WELCOME TO MUHAMMAD TAUFIQ'S BLOG, THANKS FOR YOUR VISIT

Minggu, 02 Desember 2018

Kasus Tanah Sriwedari Solo - Terbitkan SHP 40 dan 41, TARC Nilai BPN Solo Lakukan Penyalahgunaan Wewenang




Muhammad Taufiq ketua TARC. Istimewa
SOLO– Badan Pertanahan Nasional (BPN) Solo dinilai melakukan penyalahgunaan wewenang dengan menerbitkan Sertifikat Hak Pakai (SHP) 40 dan 41. Hal itu diuraikan Tim Advokasi Reaksi Cepat (TARC) Solo terkait penerbitan SHP 40 dan 41 di Taman Sriwedari, Kelurahan Sriwedari, Kecamatan Laweyan, Solo.
Ketua TARC, Muhammad Taufiq menuturkan, saat kedua SHP diterbitkan, tanah tersebut masih dalam sengketa di pengadilan. Adanya Penetapan Sita oleh Pengadilan Negeri Surakarta :10/PEN.PDTIEKS/2015/PN.Skt. Jo No:31/Pdt.G/2011/PN.SKA Jo No:87/Pdt/2012/PT.Smg Jo No:3249-K/Pdt/2012 tertanggal 26 September 2018 membuat lahan di Pusat Kota Solo tersebut seharusnya dikembalikan ke ahli waris R.M.T  Wirdjodiningrat.
“Penerbitan SHRP 40 dan 41 pada 2015 dan 2016 yang kemudian dijadikan tameng Pemkot Solo untuk terus menguasai lahan adalah kesalahan BPN Solo. Hal iti tidak benar karena tidak sesuai dengan Pasal 3 Peraturan Presiden (Perpres) No. 63/2013 Tentang Badan Pertanahan Nasional Indonesia,” urainya, Jumat (30/11/2018).
Dalam pasal tersebut disebutkan fungsi BPN di antaranya  (c) pelaksanaan koordinasi tugas, pembinaan, dal pemberian dukungan administrasi kepada seluruh unit organisasi di Iingkungan BPN RI; (h) perumusan dan pelaksanaan kebijakan di bidang pengkajian dan penanganan sengketa dan perkara pertanahan; (n) penyelenggaraan dan pelaksanaan fungsi Iain di bidang pertanahan sesuai dengan ketentuan peraturan perundang-undangan.
“Kepala BPN seharusnya dapat menolak melakukan pendaftaran peralihan atau pembebanan hak jika tanah yang bersangkutan merupakan objek sengketa di pengadilan.

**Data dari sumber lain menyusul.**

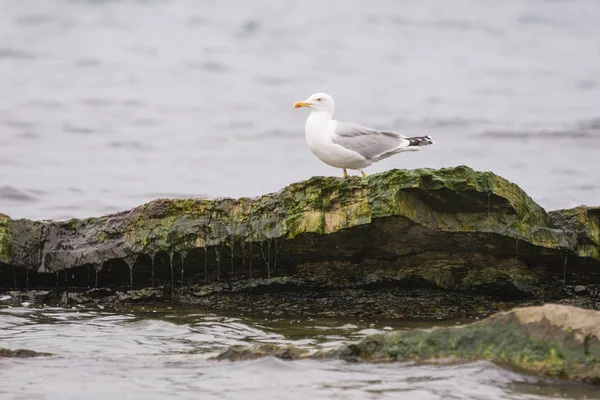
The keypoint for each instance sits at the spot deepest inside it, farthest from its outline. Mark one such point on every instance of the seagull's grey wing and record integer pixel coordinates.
(369, 143)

Hal itu tertuang dalam Peraturan Pemerintah (PP) No. 24/1997 Tentang Pendaftaran Tanah pada pasal 45 poin (1), khususnya huruf a. Pada pasal 30 poin (1) PP yang sama disebutkan, atas dasar alat bukti dan berita acara pengesahan sebagaimana dimaksud dalam Pasal 29 ayat (3) hak atas bidang tanah : e. yang data fisik atau data yuridisnya disengketakan dan diajukan ke Pengadilan serta ada perintah untuk status quo atau putusan penyitaan dari Pengadilan, dibukukan dalam buku tanah dengan mengosongkan nama pemegang haknya dan hal-hal lain yang disengketakan serta mencatat didalamnya adanya sita atau petintah status quo tersebut,” tandas Taufiq.
Dikatakan Taufiq, tindakan BPN Solo yang tetap menerbitkan SHP 40 dan 41 pada saat tanah masih sengketa di pengadilan dapat diduga merupakan tindak pidana sebagaimana dijelaskan dalam Pasal 421 KUHP, yaitu “Seorang pejabat yang menyalahgunakan kekuasaan memaksa seseorang untuk melakukan, tidak melakukan atau membiarkan  sesuatu, diancam dengan pidana penjara paling lama dua tahun delapan bulan.
“Pejabat yang melakukan hal pada pasal 421 itu biasa disebut abuse of power. Negara Indonesia adalah Negara hukum. Artinya, putusan tertinggi dalam suatu permasalahan adalah putusan hakim dalampengadilan. Selama tanah dalam proses sengketa, maka tanah tak bisa dipasangi hak apapun atau status quo. Kemudian, sudah ada sita eksekusi dari Pengadilan Negeri (PN) Solo. Eksekusi adalahmenjalankan putusan pengadilan,” paparnya.
Taufiq menekankan, fungsi utama BPN hanya dua yaitu mencatat atau menghapus catatan [tanah]. BPN tak berhak mengeksaminasi atau menilai putusan pengadilan, lebih-lebih putusan yang sudah berkekuatan hukum tetap.
“Kenapa ada eksekusi? Berarti ada putusan yang harus dijalankan. Karena inilah yang disebut kepastian hukum. Tetapi kalau sampai ada penolakan dari BPN, lalu ada gugatan. Lalu ada proses sampai kasasi, kemudian kelak muncul SHP 43 dan 44, berarti kan enggak ada kepastian hukum,” tukasnya.
Kendati demikian, diakui Taufiq, TARC tidak mewakili ahli waris atau kuasa hukum. Tapi TARC melihat ada aroma tidak fair dalam kasus sengketa itu sehingga merespons untuk menempatkan persoalan sesuai porsinya.
“Kami mengimbau kuasa ahli waris Sriwedari membuat laporan ke polisi dan membuat pengaduan ke Menteri Agraria atau Kantor Wilayah BPN Jawa Tengah untuk membatalkan SHP 40 dan 41 karena itu dibuat saat proses sengketa,” tandasnya.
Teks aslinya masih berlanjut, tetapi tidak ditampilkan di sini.